Compulsively watchable, at once wickedly satirical and grandly romantic, Baz Luhrman’s Australian comedy-romance Strictly Ballroom is certainly the funniest movie ever made about competitive ballroom dancing, but it’s more than that. It’s also a winsome love story, a bittersweet tale of regret and opportunities lost, of hopes and dreams defeated by opposition and doubt, and a heartfelt celebration of living life to the fullest in defiance of all naysayers.

Scott Hastings (Paul Mercurio) has ballroom dancing in his blood. His controlling mother, a contender in her day, runs a dance studio, and has groomed Scott since childhood for the Pan-Pacific Grand Prix. But Scott has a rebellious streak, and his obstinate penchant for flashy, crowd-pleasing but unapproved moves threatens to derail his competitive career.
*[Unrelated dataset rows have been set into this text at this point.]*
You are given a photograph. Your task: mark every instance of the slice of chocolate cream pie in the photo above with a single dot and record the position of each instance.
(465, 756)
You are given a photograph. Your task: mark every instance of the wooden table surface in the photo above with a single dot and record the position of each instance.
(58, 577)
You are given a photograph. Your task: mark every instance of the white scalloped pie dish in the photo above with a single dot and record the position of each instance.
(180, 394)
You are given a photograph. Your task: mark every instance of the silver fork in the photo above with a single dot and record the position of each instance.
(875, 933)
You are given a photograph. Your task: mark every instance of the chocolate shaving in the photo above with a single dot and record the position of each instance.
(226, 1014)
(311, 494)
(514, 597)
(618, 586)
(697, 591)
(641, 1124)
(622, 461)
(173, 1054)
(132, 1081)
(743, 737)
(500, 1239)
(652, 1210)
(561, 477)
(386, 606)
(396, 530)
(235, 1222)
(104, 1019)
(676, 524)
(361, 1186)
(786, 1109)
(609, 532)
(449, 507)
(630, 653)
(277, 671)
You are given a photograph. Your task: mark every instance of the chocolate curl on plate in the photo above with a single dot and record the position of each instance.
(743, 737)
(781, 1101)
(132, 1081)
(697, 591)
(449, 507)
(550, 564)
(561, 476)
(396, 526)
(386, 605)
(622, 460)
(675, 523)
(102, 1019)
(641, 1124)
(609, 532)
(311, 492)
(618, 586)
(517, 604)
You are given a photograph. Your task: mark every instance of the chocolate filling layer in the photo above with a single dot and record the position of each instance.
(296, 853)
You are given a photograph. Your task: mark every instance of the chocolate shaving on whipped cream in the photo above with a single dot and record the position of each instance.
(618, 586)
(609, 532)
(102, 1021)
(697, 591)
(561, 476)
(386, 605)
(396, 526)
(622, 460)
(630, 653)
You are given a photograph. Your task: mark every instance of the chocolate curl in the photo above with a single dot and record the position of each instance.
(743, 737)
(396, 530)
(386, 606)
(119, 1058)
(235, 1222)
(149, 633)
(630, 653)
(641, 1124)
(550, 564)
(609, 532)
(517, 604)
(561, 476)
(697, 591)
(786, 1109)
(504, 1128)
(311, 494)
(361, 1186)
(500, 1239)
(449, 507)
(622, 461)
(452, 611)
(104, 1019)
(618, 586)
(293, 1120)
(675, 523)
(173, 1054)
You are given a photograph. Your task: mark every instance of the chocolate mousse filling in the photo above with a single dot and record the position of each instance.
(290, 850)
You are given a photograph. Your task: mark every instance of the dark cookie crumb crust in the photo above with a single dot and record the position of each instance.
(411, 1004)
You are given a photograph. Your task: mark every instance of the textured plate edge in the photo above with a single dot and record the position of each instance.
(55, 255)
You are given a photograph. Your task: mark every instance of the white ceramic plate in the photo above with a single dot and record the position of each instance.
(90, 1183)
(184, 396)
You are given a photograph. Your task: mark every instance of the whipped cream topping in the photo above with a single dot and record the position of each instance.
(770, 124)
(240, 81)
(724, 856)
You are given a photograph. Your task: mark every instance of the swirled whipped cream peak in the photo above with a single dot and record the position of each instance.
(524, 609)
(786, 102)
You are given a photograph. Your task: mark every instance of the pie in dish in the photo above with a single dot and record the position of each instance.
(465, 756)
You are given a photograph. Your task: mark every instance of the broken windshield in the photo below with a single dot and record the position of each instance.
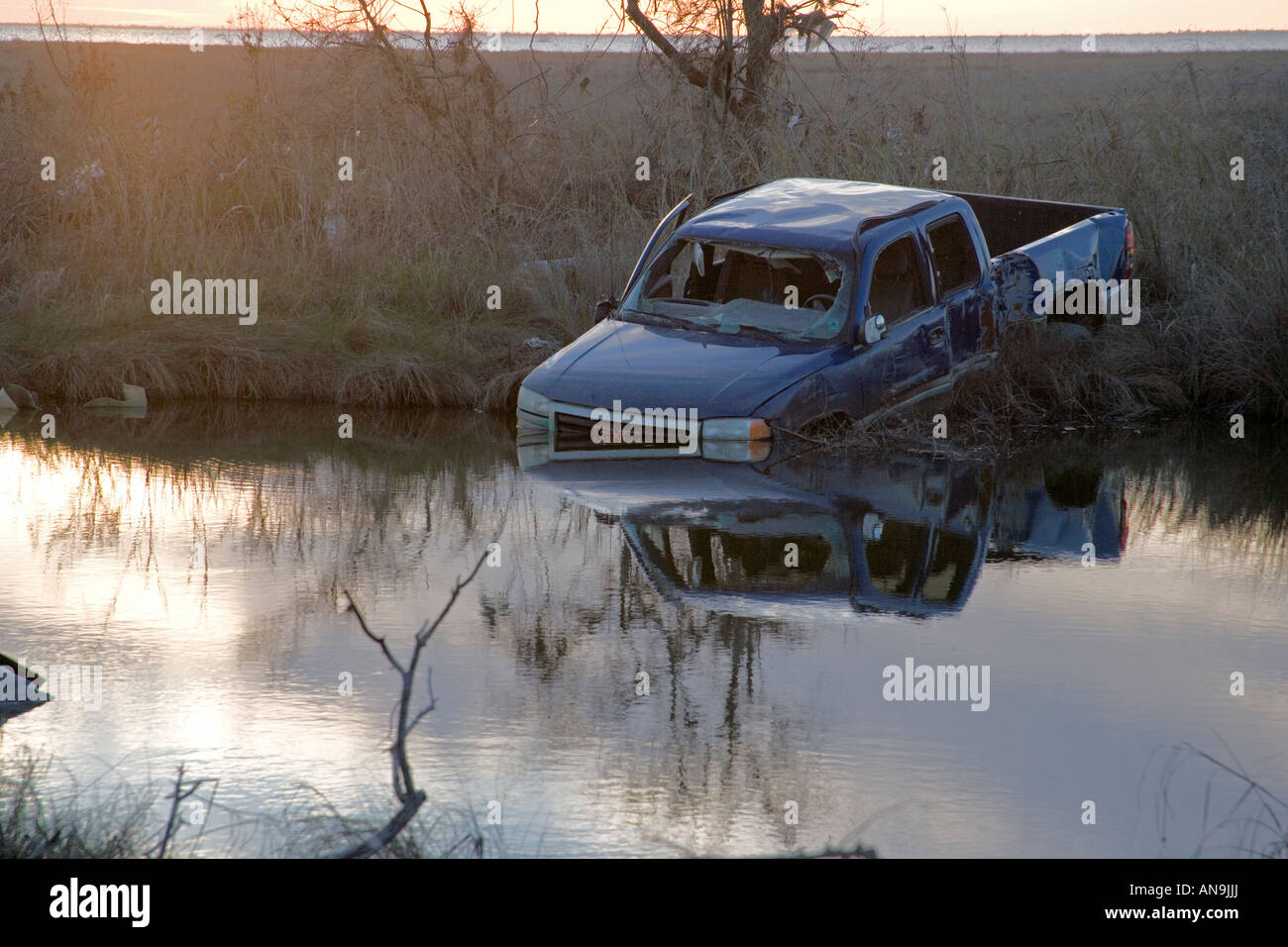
(790, 294)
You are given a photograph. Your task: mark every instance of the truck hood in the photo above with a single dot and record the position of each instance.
(652, 367)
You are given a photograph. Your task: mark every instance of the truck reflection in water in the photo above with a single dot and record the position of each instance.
(835, 534)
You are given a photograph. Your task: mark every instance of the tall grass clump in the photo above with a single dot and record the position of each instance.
(469, 166)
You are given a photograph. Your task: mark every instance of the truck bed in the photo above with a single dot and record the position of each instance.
(1010, 223)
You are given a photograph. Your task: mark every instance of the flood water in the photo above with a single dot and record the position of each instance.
(201, 557)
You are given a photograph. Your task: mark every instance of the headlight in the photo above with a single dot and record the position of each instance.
(735, 429)
(533, 403)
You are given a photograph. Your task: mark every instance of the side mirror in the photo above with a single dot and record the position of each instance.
(604, 308)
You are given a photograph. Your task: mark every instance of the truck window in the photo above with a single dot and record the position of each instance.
(898, 281)
(954, 261)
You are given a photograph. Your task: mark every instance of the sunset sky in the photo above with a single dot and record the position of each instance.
(901, 17)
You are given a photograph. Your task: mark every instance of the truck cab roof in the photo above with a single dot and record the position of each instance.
(807, 213)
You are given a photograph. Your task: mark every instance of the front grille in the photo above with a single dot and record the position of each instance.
(572, 433)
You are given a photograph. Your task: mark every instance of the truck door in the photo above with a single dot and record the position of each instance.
(958, 270)
(912, 359)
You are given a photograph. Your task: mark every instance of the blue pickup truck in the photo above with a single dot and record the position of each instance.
(809, 302)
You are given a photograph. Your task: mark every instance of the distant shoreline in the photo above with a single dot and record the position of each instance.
(1180, 42)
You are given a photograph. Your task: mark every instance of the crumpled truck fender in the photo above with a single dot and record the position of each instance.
(1014, 275)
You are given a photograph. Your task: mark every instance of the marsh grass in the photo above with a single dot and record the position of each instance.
(375, 291)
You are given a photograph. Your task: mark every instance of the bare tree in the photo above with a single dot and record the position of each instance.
(729, 48)
(408, 793)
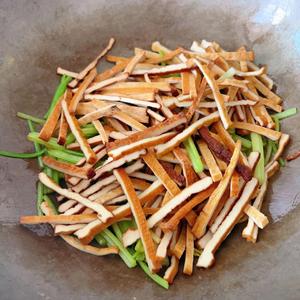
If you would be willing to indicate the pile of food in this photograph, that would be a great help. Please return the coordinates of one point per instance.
(158, 158)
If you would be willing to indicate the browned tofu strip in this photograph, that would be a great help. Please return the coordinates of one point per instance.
(207, 257)
(75, 128)
(206, 214)
(78, 96)
(66, 168)
(139, 217)
(50, 125)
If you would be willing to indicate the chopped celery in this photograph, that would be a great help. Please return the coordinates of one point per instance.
(112, 240)
(193, 155)
(22, 155)
(51, 204)
(48, 171)
(117, 231)
(125, 225)
(139, 246)
(30, 118)
(73, 159)
(39, 198)
(88, 133)
(257, 145)
(286, 113)
(101, 240)
(139, 256)
(245, 142)
(37, 147)
(55, 176)
(58, 93)
(281, 162)
(159, 280)
(277, 123)
(52, 143)
(268, 151)
(197, 252)
(228, 74)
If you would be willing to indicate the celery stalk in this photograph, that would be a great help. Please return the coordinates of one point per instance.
(193, 155)
(159, 280)
(245, 142)
(30, 118)
(22, 155)
(257, 145)
(73, 159)
(37, 147)
(112, 240)
(58, 93)
(40, 198)
(285, 114)
(51, 204)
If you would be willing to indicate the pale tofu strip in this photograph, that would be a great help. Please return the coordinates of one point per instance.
(75, 128)
(139, 217)
(249, 230)
(78, 96)
(93, 64)
(283, 141)
(104, 214)
(58, 219)
(174, 202)
(152, 162)
(104, 83)
(161, 251)
(207, 257)
(217, 95)
(174, 142)
(210, 162)
(206, 214)
(74, 242)
(67, 229)
(269, 133)
(128, 100)
(105, 181)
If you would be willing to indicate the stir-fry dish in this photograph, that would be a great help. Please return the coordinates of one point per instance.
(157, 158)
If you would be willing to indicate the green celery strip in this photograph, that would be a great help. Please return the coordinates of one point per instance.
(101, 241)
(48, 172)
(51, 144)
(281, 162)
(257, 145)
(125, 225)
(51, 204)
(245, 142)
(139, 256)
(268, 151)
(58, 93)
(228, 74)
(40, 198)
(193, 155)
(22, 155)
(286, 114)
(73, 159)
(117, 231)
(139, 246)
(55, 176)
(37, 147)
(277, 123)
(112, 240)
(30, 118)
(159, 280)
(88, 133)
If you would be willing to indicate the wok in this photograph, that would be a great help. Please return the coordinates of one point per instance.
(38, 36)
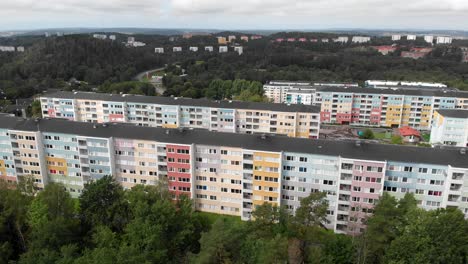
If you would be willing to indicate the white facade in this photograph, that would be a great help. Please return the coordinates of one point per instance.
(341, 39)
(444, 40)
(239, 50)
(360, 39)
(396, 37)
(7, 48)
(450, 129)
(429, 39)
(298, 96)
(100, 36)
(371, 83)
(223, 49)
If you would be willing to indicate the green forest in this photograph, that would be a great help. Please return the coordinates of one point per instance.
(107, 66)
(108, 225)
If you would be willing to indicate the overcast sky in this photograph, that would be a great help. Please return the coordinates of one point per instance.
(232, 14)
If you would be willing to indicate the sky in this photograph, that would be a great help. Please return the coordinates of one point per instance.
(232, 14)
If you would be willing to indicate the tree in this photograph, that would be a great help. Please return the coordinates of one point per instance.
(102, 203)
(437, 236)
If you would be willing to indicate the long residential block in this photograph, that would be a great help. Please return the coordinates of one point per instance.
(450, 127)
(171, 112)
(374, 107)
(229, 173)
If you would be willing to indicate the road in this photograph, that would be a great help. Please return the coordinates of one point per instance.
(159, 88)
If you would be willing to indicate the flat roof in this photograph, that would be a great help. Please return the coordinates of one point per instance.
(455, 113)
(346, 149)
(183, 101)
(421, 92)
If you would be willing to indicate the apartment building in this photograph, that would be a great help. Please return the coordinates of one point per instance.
(224, 116)
(223, 49)
(396, 37)
(429, 39)
(450, 127)
(443, 40)
(386, 107)
(233, 173)
(360, 39)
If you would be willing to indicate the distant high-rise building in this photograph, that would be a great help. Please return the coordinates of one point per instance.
(444, 40)
(239, 50)
(429, 39)
(223, 49)
(396, 37)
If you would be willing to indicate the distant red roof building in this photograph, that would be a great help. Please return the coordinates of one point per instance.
(384, 50)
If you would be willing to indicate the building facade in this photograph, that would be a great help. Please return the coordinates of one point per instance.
(223, 116)
(450, 127)
(233, 173)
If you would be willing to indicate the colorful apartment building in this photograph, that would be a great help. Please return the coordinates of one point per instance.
(450, 127)
(393, 107)
(223, 116)
(231, 174)
(387, 108)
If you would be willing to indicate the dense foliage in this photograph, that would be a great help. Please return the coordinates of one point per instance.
(52, 62)
(143, 225)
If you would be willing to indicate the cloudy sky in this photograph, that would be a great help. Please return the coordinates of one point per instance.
(235, 14)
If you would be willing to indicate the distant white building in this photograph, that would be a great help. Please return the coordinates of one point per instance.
(396, 37)
(429, 39)
(360, 39)
(239, 50)
(138, 44)
(341, 39)
(444, 40)
(223, 49)
(100, 36)
(450, 127)
(300, 96)
(7, 49)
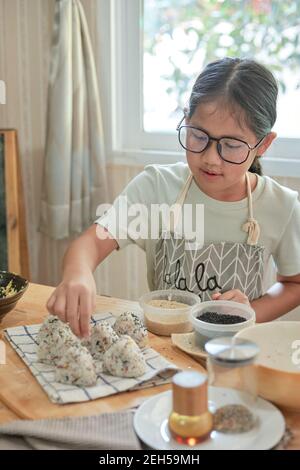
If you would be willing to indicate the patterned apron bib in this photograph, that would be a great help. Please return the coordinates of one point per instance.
(216, 267)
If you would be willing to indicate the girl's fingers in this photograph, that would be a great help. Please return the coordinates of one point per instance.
(229, 295)
(85, 309)
(216, 296)
(50, 303)
(73, 312)
(59, 307)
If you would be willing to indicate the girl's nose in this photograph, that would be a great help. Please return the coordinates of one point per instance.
(211, 154)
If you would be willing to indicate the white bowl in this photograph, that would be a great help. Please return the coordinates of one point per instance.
(165, 321)
(205, 331)
(278, 362)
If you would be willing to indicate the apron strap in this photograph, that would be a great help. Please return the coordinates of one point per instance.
(251, 226)
(174, 215)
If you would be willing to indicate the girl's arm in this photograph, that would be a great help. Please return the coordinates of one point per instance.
(73, 300)
(282, 297)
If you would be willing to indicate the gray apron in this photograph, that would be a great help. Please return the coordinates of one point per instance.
(216, 267)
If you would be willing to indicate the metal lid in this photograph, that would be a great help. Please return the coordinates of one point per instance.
(190, 393)
(231, 352)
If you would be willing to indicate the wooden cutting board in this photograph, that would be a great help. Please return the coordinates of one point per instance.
(23, 395)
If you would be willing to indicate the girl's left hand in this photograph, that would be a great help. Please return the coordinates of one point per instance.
(235, 295)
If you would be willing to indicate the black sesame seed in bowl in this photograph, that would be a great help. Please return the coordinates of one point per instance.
(220, 318)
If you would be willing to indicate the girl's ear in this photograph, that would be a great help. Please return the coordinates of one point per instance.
(266, 143)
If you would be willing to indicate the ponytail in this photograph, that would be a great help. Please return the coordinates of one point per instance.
(256, 167)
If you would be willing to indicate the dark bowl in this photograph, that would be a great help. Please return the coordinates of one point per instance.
(18, 283)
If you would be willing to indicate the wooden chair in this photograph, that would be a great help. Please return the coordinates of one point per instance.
(13, 238)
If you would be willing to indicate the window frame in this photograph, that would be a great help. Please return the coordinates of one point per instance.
(120, 39)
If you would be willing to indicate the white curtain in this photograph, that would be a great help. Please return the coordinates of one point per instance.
(74, 179)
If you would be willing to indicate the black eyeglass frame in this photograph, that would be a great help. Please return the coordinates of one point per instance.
(179, 126)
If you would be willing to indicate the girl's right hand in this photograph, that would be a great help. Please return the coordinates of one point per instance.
(74, 301)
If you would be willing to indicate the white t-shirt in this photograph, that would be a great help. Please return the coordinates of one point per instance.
(275, 207)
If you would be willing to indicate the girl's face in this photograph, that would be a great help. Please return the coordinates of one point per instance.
(217, 178)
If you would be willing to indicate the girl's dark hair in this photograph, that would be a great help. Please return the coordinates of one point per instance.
(245, 86)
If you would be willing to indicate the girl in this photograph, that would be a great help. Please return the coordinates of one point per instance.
(249, 218)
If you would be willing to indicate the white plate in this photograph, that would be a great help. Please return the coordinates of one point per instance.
(151, 424)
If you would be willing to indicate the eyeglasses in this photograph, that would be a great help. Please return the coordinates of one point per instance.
(230, 149)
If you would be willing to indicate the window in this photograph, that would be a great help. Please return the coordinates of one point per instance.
(159, 47)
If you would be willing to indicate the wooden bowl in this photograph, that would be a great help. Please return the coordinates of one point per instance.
(19, 284)
(278, 364)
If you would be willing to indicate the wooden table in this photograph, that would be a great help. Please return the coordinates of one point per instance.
(31, 309)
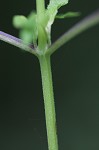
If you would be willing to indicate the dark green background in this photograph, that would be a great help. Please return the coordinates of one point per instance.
(75, 69)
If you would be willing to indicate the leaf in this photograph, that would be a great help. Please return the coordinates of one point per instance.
(68, 15)
(28, 27)
(19, 21)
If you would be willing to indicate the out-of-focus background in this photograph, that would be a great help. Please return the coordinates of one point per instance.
(75, 68)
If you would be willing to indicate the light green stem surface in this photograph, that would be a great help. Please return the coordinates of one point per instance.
(49, 102)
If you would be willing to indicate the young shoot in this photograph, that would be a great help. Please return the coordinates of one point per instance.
(35, 38)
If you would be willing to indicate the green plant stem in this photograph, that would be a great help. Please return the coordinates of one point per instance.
(42, 41)
(49, 102)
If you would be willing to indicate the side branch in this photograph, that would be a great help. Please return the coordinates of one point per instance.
(83, 25)
(16, 42)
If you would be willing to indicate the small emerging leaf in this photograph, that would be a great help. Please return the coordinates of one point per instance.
(68, 15)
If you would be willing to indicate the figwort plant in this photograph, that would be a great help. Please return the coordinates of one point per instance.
(35, 37)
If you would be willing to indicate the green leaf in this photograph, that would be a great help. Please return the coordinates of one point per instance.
(68, 15)
(28, 27)
(19, 21)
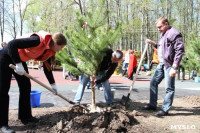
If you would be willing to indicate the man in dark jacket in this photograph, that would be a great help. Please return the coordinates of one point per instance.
(39, 46)
(170, 49)
(107, 67)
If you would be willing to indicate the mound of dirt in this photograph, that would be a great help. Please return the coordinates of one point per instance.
(131, 120)
(75, 120)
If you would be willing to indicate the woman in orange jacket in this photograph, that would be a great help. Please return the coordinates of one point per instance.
(39, 46)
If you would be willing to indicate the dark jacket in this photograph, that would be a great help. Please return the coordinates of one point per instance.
(108, 66)
(173, 48)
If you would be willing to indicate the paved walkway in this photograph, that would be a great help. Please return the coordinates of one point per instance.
(121, 85)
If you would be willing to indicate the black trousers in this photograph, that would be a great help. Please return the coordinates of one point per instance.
(24, 110)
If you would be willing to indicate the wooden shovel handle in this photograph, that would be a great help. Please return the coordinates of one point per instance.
(42, 84)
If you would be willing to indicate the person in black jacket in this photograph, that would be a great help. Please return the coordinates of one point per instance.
(107, 67)
(39, 46)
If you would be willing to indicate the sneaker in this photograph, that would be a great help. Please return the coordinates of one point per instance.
(7, 129)
(30, 120)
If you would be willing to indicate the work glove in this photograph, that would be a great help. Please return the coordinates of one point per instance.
(19, 69)
(53, 86)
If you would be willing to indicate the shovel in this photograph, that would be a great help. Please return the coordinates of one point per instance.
(47, 87)
(125, 99)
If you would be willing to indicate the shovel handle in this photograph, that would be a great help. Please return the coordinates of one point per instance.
(42, 84)
(138, 69)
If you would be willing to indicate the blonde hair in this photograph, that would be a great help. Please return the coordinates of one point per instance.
(59, 38)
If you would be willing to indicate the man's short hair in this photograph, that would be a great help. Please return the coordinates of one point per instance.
(118, 54)
(163, 20)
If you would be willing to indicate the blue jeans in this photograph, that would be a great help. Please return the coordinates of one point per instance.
(83, 82)
(161, 73)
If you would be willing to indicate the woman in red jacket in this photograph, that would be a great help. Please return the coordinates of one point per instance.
(132, 65)
(39, 46)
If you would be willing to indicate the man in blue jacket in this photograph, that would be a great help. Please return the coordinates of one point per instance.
(170, 50)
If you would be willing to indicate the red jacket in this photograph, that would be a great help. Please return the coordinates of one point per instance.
(38, 52)
(132, 64)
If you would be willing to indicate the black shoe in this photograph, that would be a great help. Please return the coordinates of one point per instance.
(30, 120)
(161, 113)
(7, 129)
(149, 107)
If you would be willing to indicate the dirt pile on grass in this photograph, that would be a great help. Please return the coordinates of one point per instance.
(75, 120)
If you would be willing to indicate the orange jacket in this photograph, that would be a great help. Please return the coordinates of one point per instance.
(132, 64)
(37, 52)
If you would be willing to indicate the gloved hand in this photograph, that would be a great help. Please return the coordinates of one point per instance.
(53, 86)
(19, 69)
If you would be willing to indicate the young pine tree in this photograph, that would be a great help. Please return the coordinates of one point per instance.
(88, 41)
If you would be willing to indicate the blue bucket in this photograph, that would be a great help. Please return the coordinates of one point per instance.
(35, 98)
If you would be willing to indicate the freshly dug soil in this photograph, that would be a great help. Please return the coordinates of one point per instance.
(183, 117)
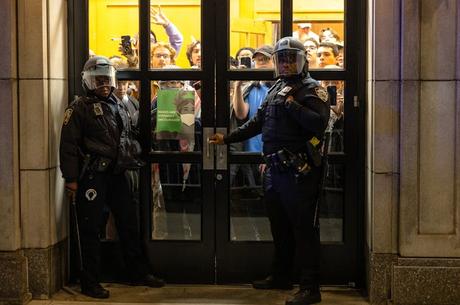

Strictly Ballroom is the film that Luhrmann was trying to outdo when he made Moulin Rouge. He failed. Strictly Ballroom is the better film in every way.

Content advisory: Some rude expressions, mild sensuality, comic drunkenness. Teens and up.

To Have and Have Not  (1944)

The names Bogie and Bacall were first linked for To Have and Have Not — Howard Hawks’ more or less in-name-only adaptation of Ernest Hemingway’s “worst novel” by way of Casablanca — and remained linked ever after both on and off the screen.

The story’s setting has been relocated from 1930s Cuba to WWII-era Martinique, and the story of a broke sea captain forced to smuggle illegal immigrants to support his family has been transformed into a heroic romance about a hard-bitten ship captain asked to smuggle a French resistance leader past Vichy agents. The film doesn’t have the elements that make Casablanca immortal: lovers with a complex history, a noble sacrifice for a higher cause, and one classic line after another (“Was you ever bit by a dead bee?” doesn’t quite cut it, although Bacall’s “maybe just whistle” line comes close). But it’s well-made and entertaining, and holds up thanks to Hawks’ stylish storytelling and the fireworks between Bogie and Bacall.